# Netzwerkswitch mit WLan



## generationiv (16. Januar 2012)

Hallo,

ich suche einen Netzwerkswitch der auch Wlan integriert hat.
Ich meine mal vor kurzem ein Gerät gesehen zu haben, das normale Lan Anschlüsse und Wlan hatte - es war aber kein Router an sich.

Kennt hier jemand ein Gerät oder so das das beides kann?
Vom Switch her denke ich reicht ein 4-port.

Danke für die Hilfe


----------



## Jimini (16. Januar 2012)

Eigentlich täte es dann ja auch ein normaler WLAN-Router mit 4 Gigabit-Ports ( Netzwerk WLAN/Funk/WLAN-Router 4x Gb LAN, 802.11n | Geizhals.at Deutschland ), oder?

MfG Jimini


----------



## generationiv (16. Januar 2012)

Hmm, naja würde es auch tun.
D.h. man kann glaub ich doch dann bei der Einrichtung irgendwo einstellen das er nur als Switch benutzt wird oder?

Gibts zur Zeit in der Richtung etwas was zu empfehlen ist?


----------



## Chron-O-John (16. Januar 2012)

Einfach DHCP-Server ausschalten und gut ist!
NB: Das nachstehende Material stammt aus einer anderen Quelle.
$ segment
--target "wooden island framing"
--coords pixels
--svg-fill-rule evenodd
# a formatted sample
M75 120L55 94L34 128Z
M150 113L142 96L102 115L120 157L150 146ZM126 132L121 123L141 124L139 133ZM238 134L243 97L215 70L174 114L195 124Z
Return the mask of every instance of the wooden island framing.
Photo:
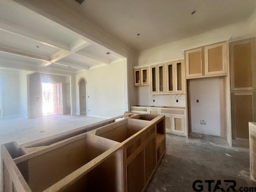
M144 191L166 152L165 124L164 115L125 113L22 145L3 144L4 190Z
Empfehlen würde ich diesen hier: TP-Link TL-WR1043ND, 300Mbps (MIMO) | Geizhals.at Österreich

Aber nur mit DD-WRT


----------



## generationiv (16. Januar 2012)

Ich steh auf der Leitung, was ist DD-WRT???


----------



## zøtac (16. Januar 2012)

Du meinst vermutlich die Entertainment Bridge Linksys WES610N Bridge, 300Mbps (MIMO) Dual Band | Geizhals.at Österreich
Ist per Wlan mitm Router verbunden und bietet Lan Anschlüsse für die Endgeräte.


----------



## generationiv (16. Januar 2012)

Naja bei dem Gerät von Linksys bin ich mir nicht so sicher.

Denn es ist so vom Router (leider im Keller) in unserem Haus gehen die verschiedenen Lan Kabel weg. Eines davon in unseren Anbau am Wohnhaus, dort ist unser Büro wo verschiedene Geräte ans Netz angeschlossen werden sollen (daher der Switch) und in diesem Anbau sind auch noch andere Räume u.a. unser Partyraum und es hier mit Verkabelung schlecht ist, wollte ich vom Büro aus die Räume noch mit Wlan abdecken.

Wahrscheinlich ist aber dann ein normaler Router bei dem ich diesen nur als Switch nutze am einfachsten oder?
Andere Geräte habe ich also noch keine weiter gefunden.
Vielleicht fällt ja noch jemanden ein Ratschlag ein u.a. auch was ein Gerät betrifft.

Ich bin jetzt noch auf dieses Gerät gekommen: D-Link DAP1522
Das könnte denk ich funktionieren.

http://www.dlink.de/cs/Satellite?c=...me&packedargs=ProductParentID%3D1197318677527

Wobei ich denke das ein normaler Router als Switch besser funktioniert, wenn ich mir so die Bewertungen manchmal lese.


----------



## kev2k (17. Januar 2012)

Kannst auch den Linksys WRT54GL verwenden, ist auch ein WLAN Router, der verrichtet bei mir zuhause eine ähnliche Tätigkeit.
DD-WRT ist ein Firmware für Router, die dann normalerweise mehr Funktionen bereitstellt(kann auch auf dem Linksys installiert werden)
Was soll das Geräte denn können? Brauchst du solche Sachen wie WLAN - n standard oder Gbit?
Sollte man sich auch vor dem Kauf überlegen, sonst ärgert man sich nachher


----------



## Chron-O-John (17. Januar 2012)

Also DD-WRT ist eine Firmware für diverse Linux-Basierte router.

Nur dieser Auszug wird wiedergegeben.